A los ainu se les enseñaba japonés en las escuelas construidas por los recién llegados. Su condición de minoría y las realidades económicas de la necesidad de hacer negocios con los recién llegados en su idioma llevaron a muchos en la población indígena a abandonar sus tradiciones y no enseñar su idioma nativo a sus hijos.

Un idioma único se recupera

Cabe destacar que el idioma ainu es un aislado, lo que significa que no es un dialecto del japonés, por ejemplo. No tiene conexión lingüística con el japonés o, por cierto, con ningún otro idioma del este asiático.

«De hecho, el ainu no es el único idioma en la región que se puede definir como un aislado. El japonés y el coreano también lo son», explicó Hiroshi Nakagawa, profesor emérito de lingüística y cultura ainu de la Universidad de Chiba. «Si observamos el noreste de Asia en su conjunto, hay numerosos idiomas de grupos minoritarios en toda la región que están lingüísticamente aislados. Claro, aún podemos señalar similitudes gramaticales entre japonés, coreano, mongol y algunos otros idiomas, pero aquí, también, el ainu sigue estando solo».

Y cuando se trata de hablantes del idioma, la situación actual es aún más preocupante de lo que sugiere la UNESCO, advirtió Nakagawa. «La UNESCO dijo hace unos años que todavía hay 15 hablantes nativos de ainu. Pero nosotros, los observadores, simplemente no creemos que sea el caso», dijo. «Hoy en día, no hay nadie que hable solo ainu, y no hay nadie que pueda hablar ainu mejor de lo que puede hablar japonés».

Aprendiendo sobre las propias raíces

En cuanto a su propia parte, el interés de Nakagawa en la lengua ainu como alguien fuera de la comunidad, surgió de un simple deseo de investigar una lengua no europea. Sin embargo, algo que dijo un anciano hablante ainu un día lo hace preguntarse si alguna otra fuerza podría haber estado en juego.

«Una de estas ancianas que me había estado enseñando términos ainu me miró y dijo: ‘Puedo ver tu tsukigami (espíritu guardián)’,» relató con un brillo en los ojos. «‘Y puedo ver que tu tsukigami quiere que aprendas ainu’».

Sin embargo, ya sea por un simple deseo de abrir su propio camino o por haber actuado bajo el impulso de poderes más allá del entendimiento humano, el profesor  se cuenta ahora entre los académicos y activistas, así como personas en las artes, los negocios y el gobierno, que siguen decididos a mantener vivo el idioma y la cultura, no solo hoy, sino también para el mañana. Sus esfuerzos en todo el espectro pueden estar teniendo algún impacto.

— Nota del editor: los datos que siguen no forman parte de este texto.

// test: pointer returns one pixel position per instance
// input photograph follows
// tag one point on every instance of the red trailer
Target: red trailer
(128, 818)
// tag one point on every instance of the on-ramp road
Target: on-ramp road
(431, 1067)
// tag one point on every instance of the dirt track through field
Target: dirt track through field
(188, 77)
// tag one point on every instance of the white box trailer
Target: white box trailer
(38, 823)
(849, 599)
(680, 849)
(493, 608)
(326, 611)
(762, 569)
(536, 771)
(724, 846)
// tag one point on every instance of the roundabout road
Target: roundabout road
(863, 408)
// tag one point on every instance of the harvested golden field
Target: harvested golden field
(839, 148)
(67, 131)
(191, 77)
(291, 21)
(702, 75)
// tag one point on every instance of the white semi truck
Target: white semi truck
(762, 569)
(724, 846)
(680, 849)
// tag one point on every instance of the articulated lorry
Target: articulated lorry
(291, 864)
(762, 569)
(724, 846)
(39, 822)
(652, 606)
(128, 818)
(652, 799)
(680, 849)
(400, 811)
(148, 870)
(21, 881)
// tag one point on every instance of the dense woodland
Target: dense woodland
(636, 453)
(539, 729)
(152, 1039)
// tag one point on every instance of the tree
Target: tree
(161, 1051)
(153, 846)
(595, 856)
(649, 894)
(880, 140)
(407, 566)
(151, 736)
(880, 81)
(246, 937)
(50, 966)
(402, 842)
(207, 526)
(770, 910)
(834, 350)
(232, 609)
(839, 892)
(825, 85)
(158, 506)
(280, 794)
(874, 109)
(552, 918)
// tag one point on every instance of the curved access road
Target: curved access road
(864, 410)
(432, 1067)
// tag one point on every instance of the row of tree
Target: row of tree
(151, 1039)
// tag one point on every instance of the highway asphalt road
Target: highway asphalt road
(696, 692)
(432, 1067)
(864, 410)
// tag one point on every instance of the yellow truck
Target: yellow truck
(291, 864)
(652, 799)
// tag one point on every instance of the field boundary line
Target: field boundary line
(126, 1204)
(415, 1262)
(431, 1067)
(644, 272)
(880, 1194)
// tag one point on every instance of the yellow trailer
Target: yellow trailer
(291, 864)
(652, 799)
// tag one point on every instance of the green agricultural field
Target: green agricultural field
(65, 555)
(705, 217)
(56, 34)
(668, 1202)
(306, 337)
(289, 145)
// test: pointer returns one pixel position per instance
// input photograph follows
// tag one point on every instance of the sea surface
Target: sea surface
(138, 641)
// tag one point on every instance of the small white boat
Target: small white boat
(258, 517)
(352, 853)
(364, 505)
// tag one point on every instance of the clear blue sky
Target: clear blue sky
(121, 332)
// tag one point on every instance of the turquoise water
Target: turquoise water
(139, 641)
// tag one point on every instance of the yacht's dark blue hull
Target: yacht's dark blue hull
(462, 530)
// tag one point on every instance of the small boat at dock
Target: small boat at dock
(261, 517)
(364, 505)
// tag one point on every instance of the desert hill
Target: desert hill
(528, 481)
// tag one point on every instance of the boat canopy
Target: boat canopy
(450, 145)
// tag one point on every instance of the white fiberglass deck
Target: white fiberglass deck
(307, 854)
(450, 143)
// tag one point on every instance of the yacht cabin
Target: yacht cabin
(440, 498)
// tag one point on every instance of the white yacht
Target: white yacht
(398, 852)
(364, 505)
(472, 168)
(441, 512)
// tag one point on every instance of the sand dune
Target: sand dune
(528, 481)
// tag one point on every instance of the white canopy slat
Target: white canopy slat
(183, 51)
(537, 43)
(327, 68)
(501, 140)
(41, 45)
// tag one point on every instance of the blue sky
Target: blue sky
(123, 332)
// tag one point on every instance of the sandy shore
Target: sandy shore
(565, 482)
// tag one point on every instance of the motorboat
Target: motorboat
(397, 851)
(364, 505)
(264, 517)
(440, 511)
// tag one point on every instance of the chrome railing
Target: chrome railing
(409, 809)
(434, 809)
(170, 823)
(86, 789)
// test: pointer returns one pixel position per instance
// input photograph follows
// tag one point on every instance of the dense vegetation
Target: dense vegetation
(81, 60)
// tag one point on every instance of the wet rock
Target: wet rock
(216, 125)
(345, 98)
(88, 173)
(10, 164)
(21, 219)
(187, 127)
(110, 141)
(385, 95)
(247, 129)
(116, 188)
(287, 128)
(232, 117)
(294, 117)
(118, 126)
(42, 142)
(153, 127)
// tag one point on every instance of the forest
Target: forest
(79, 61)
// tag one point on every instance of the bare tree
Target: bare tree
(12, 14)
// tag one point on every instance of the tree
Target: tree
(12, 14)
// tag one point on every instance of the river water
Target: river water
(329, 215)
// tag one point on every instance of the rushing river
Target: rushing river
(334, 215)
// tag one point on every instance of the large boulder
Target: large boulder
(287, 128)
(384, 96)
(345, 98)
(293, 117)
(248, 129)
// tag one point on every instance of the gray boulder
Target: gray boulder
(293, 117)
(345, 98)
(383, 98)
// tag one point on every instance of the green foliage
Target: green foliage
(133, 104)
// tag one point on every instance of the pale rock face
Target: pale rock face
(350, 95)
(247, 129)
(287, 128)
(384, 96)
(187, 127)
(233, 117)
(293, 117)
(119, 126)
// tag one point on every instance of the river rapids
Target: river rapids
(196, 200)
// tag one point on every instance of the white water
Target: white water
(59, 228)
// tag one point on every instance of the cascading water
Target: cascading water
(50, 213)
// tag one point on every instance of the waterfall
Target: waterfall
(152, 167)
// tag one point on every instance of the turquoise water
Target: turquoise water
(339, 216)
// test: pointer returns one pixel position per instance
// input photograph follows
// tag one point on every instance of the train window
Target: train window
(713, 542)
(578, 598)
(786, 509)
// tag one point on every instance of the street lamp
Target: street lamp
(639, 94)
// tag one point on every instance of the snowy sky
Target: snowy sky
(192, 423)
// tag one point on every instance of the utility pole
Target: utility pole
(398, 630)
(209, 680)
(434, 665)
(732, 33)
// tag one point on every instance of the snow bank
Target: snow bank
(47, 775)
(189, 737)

«Aunque no tenemos estadísticas exactas, tengo la sensación de que el número de personas que pueden hablar ainu al menos en cierta medida —especialmente los jóvenes— está aumentando notablemente», señaló Nakagawa. «Aumentar el número de personas que hablan ainu como lengua materna es necesario como un objetivo remoto, pero lo crucial como un objetivo realista es aumentar el número de aquellos que estudian en conexión con su propia identidad étnica».